Vergeleken met Vissers Noach, die razend en tierend dodo-eieren mag stukslaan is de rol van Claron McFadden als Noach's Vrouw aan de passieve kant. In zekere zin klopt dat ook, want de Natuur staat weerloos tegenover de Mens. Daarom ook zal Audi hebben bedacht dat zij in Noachs grote Dodo-scène het lijdend voorwerp van zijn opwinding moet vormen. Het nadeel van deze rolverdeling is dat het tafereel meteen de aanblik biedt van een gewoon mannetje-vrouwtjeduet uit een willekeurige opera.

Op zulke momenten lopen de vier makers van Noach niet helemaal in de pas.
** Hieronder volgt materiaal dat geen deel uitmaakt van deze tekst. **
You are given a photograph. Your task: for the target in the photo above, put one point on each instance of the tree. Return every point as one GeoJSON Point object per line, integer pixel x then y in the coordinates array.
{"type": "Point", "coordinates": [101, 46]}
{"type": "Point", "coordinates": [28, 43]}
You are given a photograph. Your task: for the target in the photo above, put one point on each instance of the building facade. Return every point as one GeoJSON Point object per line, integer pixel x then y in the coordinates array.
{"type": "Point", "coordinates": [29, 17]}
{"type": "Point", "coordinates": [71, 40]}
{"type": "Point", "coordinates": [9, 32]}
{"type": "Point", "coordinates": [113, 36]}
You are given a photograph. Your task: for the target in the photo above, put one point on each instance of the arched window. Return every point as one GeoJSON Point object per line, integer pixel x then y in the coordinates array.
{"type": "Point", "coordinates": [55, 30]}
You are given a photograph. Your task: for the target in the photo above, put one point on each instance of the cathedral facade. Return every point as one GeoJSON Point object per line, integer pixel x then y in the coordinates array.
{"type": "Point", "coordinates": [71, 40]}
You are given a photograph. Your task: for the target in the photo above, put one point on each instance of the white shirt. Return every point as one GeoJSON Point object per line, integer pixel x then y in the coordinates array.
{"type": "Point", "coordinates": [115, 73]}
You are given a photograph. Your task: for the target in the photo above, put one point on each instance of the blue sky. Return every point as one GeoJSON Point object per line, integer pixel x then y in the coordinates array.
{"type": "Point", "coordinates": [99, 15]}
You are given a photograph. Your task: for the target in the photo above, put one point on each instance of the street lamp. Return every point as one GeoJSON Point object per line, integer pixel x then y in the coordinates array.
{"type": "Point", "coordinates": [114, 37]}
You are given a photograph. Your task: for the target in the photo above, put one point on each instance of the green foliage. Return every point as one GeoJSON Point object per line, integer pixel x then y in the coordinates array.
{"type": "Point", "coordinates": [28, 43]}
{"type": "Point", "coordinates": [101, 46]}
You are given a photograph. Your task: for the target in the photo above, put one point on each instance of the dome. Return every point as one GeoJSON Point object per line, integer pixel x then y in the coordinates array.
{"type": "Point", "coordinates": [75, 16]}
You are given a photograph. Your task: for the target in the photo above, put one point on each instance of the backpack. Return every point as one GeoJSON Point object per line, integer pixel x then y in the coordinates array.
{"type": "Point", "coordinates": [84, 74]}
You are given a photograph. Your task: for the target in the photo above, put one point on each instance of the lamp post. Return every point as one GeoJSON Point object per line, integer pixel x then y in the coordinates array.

De voorstelling is op zijn sterkst waar niet symbool of constructie maar de fantasie domineert, en daarin heeft Appel een belangrijk aandeel. Op die momenten ontstaat een vorm van totaaltheater die, zowel door het poppenkast-element van de 'levende' objecten als door de kronkelige slow motion-choreografie van Min Tanaka, een beetje doet denken aan theaterexperimenten van de jaren zeventig. Dat heeft iets ouderwets. Maar in combinatie met de scherpgesneden losbandigheid van Janssens muziek en de geladen woordkeus van Haverkamp leidt het tegelijkertijd tot iets dat verrassend nieuw is.